O roteiro de Mommy segue uma estrutura incomum. Um dos grandes trunfos do texto é criar situações comuns. Os personagens nem sempre vão soltar falas brilhantes ou memoráveis. Muitas vezes vão ficar em silêncio sem saber o que falar ou vão falar as coisas impróprias. É o que acontece com muita frequência na vida real. Nem sempre as pessoas tem as falas ideais na ponta da língua como a maioria dos filmes representa. Isso serve tanto para os momentos mais calorosos quando os três personagens principais estão se divertindo quanto para os momentos de tensão.
Xavier Dolan (diretor e roteirista) faz o filme quase inteiramente com duas tarjas pretas verticais nas duas laterais da tela. A imagem fica retangular na vertical, no centro da tela. Se assemelha com filmagens de vídeo feitas em celulares, o que dá à produção um aspecto caseiro. Como se tudo o que acontece fosse capturado por alguém da família. Ao mesmo tempo, este aspecto novo permite ao diretor explorar enquadramentos diferentes. Diferente da maioria dos filmes, o espaço vertical ganha destaque, com belos planos de objetos em pé emoldurando as ações. Quando os eventos são mais intimistas, a proporção menor deixa os enquadramentos e closes mais fechados. Os rostos e detalhes enchem a tela diminuída.
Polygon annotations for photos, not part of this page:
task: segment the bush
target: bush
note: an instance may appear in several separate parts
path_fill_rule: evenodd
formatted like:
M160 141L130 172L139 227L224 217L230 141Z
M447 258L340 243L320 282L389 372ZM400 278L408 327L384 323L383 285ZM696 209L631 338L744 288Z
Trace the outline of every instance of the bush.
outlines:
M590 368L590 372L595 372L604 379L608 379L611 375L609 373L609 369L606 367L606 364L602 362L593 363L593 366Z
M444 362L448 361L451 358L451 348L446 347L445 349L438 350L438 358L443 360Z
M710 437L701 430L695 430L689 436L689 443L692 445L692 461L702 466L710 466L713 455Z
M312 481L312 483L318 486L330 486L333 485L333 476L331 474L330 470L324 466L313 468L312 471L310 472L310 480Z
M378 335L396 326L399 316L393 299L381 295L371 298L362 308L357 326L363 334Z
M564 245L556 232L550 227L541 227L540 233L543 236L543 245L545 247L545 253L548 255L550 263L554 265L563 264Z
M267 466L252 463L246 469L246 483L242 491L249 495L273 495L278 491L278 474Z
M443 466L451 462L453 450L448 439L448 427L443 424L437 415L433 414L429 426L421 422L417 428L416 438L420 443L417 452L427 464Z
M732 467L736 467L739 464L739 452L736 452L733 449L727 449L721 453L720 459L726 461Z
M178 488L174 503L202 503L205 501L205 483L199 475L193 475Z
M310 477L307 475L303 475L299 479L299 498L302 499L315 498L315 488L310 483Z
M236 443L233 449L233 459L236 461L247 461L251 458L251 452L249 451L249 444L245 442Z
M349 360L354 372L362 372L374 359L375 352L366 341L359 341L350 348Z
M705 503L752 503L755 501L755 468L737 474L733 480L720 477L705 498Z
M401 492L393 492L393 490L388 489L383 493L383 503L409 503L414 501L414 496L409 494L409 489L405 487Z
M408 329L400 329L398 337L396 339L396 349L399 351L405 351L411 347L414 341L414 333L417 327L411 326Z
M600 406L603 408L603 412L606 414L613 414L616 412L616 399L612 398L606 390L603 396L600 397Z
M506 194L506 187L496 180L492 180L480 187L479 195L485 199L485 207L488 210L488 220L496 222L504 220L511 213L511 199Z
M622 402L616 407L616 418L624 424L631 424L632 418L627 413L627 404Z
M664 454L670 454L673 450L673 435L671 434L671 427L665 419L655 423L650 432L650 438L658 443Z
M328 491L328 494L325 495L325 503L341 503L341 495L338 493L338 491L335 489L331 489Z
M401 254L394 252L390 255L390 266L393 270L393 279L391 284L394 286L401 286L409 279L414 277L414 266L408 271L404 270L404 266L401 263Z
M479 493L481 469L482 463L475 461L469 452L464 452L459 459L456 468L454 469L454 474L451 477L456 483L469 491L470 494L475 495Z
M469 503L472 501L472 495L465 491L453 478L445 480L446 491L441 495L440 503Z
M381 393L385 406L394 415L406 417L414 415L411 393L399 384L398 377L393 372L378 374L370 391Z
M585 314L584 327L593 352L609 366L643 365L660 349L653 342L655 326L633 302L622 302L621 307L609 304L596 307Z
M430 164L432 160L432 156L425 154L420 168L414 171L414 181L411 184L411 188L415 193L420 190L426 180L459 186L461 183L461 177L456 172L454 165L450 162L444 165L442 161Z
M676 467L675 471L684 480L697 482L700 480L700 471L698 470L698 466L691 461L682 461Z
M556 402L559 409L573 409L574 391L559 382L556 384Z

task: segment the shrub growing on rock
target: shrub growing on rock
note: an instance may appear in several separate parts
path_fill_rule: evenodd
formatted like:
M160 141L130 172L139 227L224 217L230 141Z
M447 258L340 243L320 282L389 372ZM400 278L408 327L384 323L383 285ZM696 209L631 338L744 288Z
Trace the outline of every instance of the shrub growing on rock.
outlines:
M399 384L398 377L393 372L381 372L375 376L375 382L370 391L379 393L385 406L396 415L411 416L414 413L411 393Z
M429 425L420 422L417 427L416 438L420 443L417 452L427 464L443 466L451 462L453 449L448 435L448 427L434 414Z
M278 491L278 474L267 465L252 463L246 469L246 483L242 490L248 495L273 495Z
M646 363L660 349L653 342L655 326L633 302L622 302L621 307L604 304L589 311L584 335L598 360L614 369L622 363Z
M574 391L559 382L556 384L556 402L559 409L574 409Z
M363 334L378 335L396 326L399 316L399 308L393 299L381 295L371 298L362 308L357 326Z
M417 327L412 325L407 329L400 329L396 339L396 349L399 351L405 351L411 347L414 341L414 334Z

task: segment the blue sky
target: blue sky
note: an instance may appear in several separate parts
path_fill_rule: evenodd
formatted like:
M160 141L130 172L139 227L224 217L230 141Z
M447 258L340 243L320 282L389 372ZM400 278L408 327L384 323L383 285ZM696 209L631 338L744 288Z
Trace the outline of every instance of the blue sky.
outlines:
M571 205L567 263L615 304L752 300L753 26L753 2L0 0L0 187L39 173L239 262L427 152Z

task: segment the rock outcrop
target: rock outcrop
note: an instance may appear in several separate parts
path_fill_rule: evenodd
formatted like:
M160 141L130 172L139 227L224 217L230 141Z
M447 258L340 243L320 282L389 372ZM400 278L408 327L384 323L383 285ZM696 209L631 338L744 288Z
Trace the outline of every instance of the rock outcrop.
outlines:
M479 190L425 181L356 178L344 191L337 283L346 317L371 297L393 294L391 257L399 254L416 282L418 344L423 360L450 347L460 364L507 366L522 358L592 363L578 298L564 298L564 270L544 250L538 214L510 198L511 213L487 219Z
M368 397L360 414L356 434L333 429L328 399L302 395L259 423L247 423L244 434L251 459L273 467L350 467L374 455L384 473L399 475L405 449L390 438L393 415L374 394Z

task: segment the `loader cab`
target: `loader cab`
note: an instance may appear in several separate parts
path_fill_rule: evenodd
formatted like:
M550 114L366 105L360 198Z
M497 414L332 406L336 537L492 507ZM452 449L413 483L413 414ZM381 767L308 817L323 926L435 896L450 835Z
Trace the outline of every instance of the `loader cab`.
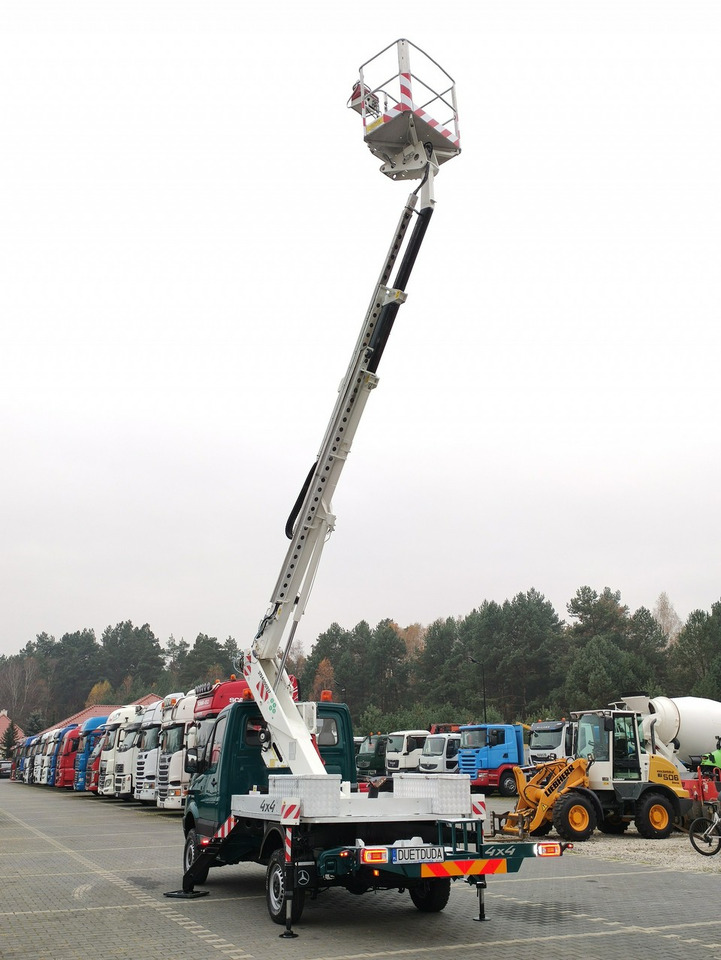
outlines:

Esse fechamento da imagem também serve de analogia para o aperto que é a vida de Diane. Em certa parte do filme, o convívio dos três chega ao ápice da alegria. Então Steve se aproxima da câmera e abre o enquadramento com as mãos. Neste momento de conforto e respiro da trama, o enquadramento do filme alcança a proporção comum. O espectador sente, através disso, o mesmo conforto que os personagens. Até o momento em que uma notícia ruim perturba a paz e as tarjas caem novamente sobre a tela.
Steve abre a tela com as mãos.
Os três atores principais são excepcionais. Não interpretam personagens comuns. São pessoas complexas e mais soltas e livres que personagens calmos e tranquilos. Os diálogos espelham isso e os intérpretes se deixam levar pela vida cheia de energia incontrolável de Steve. O garoto em especial, faz os gritos, pulos e danças sem nunca se perder em excessos de interpretação. Algo muito difícil para o tipo de papel.
Uma visão mais complexa sobre a maternidade e os tipos de desafio que não são comumente associados a esse tipo de experiência. É um filme propositalmente incômodo, assim como é incômodo amar incondicionalmente uma pessoa para a qual o convívio social é impossível. Esteja preparado para esse tipo de experiência quando for assistir a Mommy. Assistir esperando um filme divertido para passar o tempo pode causar decepção.